Not notice I have the following equations:
σᵗ = C ⊡ (ϵ - ϵᵖ)
J₂ = 0.5 * dev(σᵗ) ⊡ dev(σᵗ) # second invariant
σᵗₑ = sqrt(3.0*J₂) # effective trial-stress (von Mises stress)
σʸ = σ₀ + H * k
φᵗ = σᵗₑ - σʸ # Trial-value of the yield surface
h = H + 3*G
μ = φᵗ / h # plastic multiplier
c1 = 1 - 3G * μ / σᵗₑ
s = c1 * dev(σᵗ) # updated deviatoric stress
σ = s + vol(σᵗ) # updated stress
The only thing which I have not given is \epsilon.

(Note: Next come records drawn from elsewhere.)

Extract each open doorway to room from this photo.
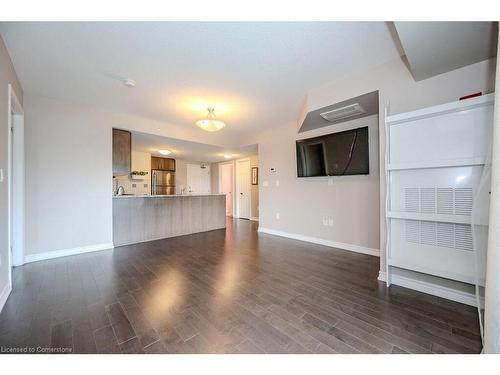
[234,152,259,221]
[7,85,24,282]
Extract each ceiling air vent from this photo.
[319,103,366,122]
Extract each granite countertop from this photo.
[113,194,225,199]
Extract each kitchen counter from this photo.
[113,194,225,199]
[113,194,226,246]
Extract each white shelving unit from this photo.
[385,94,494,304]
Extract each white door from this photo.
[187,164,210,194]
[236,159,251,219]
[219,164,233,216]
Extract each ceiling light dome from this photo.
[196,107,226,132]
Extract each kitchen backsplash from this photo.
[113,174,151,195]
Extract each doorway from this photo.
[187,164,210,194]
[236,158,251,219]
[7,85,24,282]
[219,162,234,216]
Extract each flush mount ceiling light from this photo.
[122,78,135,88]
[196,107,226,132]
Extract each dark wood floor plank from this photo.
[50,320,73,352]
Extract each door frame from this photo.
[234,158,252,220]
[219,160,236,217]
[7,84,25,286]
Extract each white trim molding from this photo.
[0,282,12,313]
[391,274,484,307]
[24,242,114,263]
[259,227,380,257]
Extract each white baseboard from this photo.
[377,271,387,282]
[391,275,484,307]
[24,242,114,263]
[0,282,12,312]
[259,227,380,257]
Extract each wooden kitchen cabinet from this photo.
[113,129,132,176]
[151,156,175,172]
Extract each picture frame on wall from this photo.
[252,167,259,185]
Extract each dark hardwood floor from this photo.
[0,220,481,353]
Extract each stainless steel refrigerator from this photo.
[151,169,175,195]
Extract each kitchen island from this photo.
[113,194,226,246]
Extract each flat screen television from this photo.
[296,126,370,177]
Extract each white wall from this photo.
[21,94,238,259]
[24,95,113,255]
[0,37,23,310]
[250,59,496,264]
[259,115,379,252]
[484,37,500,354]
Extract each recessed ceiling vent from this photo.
[319,103,366,122]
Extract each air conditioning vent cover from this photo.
[319,103,366,122]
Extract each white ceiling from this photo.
[132,132,257,163]
[0,22,399,137]
[395,22,498,81]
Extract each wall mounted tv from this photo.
[296,126,370,177]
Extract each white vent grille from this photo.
[319,103,366,122]
[455,188,472,216]
[437,188,453,215]
[405,220,472,251]
[404,187,472,216]
[455,224,472,251]
[436,223,455,249]
[420,188,436,214]
[405,188,420,212]
[405,220,420,243]
[420,221,436,246]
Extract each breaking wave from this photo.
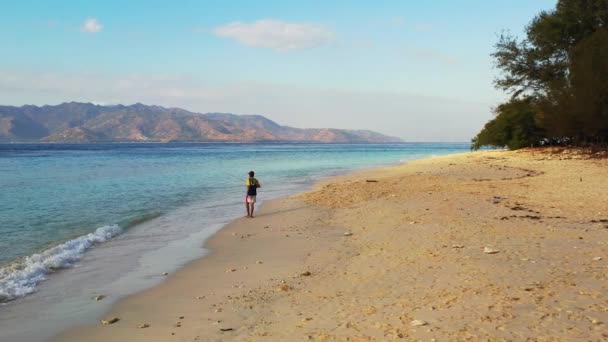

Now I reordered and substitute everything:
σ = (1 - 3G*((sqrt(1.5*dev(C ⊡ (ϵ - ϵᵖ)) ⊡ dev(C ⊡ (ϵ - ϵᵖ))) - (σ₀ + H * k) ) / (H + 3*G) )/ (sqrt(1.5* dev(C ⊡ (ϵ - ϵᵖ)) ⊡ dev(C ⊡ (ϵ - ϵᵖ))))) * dev(C ⊡ (ϵ - ϵᵖ)) + vol(C ⊡ (ϵ - ϵᵖ))
Is there a “nice” way to solve this equation somehow?